Hi Steve
Can't see your attached picture.
Anyways you could add a setting to your OWN initialization modules to not to load when certain key is in the appsettings, to improve your start-up. BUT, the idea of initialization modules IS that those are executed before the application starts accepting requests and render content - and other code can trust that correct initialization has been done. So in that sense you might just create other issues in your app.
If your startup takes long, you should investigate your OWN modules, what takes there so long and if there is something you could improve.
Hi Steve,
But that screenshot shows thta your initialization modules are executed in 24 seconds. So something else is adding to your startup time to return the content, one thing is the view compilation(s). Traditional HDD vs SSD makes a difference in startup (it can be half of the time on SSD what it is on HDD).
I would use diagnostics tools to identify what is going on, where the additional time is spent. I suppose this is your sites start page loading? Are the next request to the start page fast after the initial request? If so, do you have some cache / service initialization done when the page is loaded, like building a huge main navigation, etc what is not done initialization module but when something is requested the first time. Anyways debugging/analyzing the code paths will indicate where the most time is spent -> so have a look at those.
How is the initialization timings in your test/qa/prod environments?
Hi Steve,
One thing you could look for is your log4net logging strategy.
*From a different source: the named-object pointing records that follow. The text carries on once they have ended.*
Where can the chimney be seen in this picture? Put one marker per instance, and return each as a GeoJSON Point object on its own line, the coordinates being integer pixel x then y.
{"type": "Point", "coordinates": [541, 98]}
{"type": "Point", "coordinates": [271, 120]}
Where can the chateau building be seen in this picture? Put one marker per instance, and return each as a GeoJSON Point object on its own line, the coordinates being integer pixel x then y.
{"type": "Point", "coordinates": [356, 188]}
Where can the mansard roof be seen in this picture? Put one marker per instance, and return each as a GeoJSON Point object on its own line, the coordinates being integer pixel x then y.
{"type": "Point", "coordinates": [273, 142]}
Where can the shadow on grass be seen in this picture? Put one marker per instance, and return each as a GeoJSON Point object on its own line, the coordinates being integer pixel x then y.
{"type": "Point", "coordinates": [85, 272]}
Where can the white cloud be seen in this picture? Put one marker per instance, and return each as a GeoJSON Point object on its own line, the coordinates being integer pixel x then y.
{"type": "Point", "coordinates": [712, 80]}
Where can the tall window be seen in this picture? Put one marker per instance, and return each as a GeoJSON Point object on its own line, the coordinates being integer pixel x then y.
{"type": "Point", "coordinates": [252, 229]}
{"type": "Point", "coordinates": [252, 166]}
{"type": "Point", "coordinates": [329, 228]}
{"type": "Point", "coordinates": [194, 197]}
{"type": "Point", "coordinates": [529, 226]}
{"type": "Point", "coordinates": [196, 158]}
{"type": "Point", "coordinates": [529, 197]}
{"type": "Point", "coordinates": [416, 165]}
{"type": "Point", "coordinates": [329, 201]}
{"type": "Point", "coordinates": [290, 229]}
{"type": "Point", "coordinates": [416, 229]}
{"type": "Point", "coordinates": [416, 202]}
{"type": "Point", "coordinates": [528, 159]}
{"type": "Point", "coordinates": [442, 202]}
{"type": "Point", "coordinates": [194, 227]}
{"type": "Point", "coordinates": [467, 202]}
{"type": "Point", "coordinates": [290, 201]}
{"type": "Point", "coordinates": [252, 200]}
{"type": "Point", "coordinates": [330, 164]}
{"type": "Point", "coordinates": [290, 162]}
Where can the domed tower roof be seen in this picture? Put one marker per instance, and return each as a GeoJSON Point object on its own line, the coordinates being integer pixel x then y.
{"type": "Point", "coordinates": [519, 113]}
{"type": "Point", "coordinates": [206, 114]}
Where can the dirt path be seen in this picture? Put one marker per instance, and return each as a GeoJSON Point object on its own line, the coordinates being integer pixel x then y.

I was working on a project for which most of our logger level were set to Info or Warn (EPiServerLog.config) and they were producing a lot of entries into our logs on startup.
On DEV, we changed the level to Off and we saw a huge loading time difference.
Ex:
We have found the same issue with Find.Commerce being extremely slow.
For custom init modules/code we have added an appsetting that we can change on develop that we use with custom code to disable the longer running custom startup items when needed but ofcourse with epi built in items its not great to just go switching them off.
My goal is to get our feedback cycle reduced from the time we make a code change to the time that the application renders in the browser. Currently the first request is taking around 1.1 minute.
Below is the output of the "Startup Performance" feature from Episerver developer tools (https://github.com/episerver/DeveloperTools)
My question is, how can we eliminate these from startup? We may want to toggle them off during development cycles. Is that possible?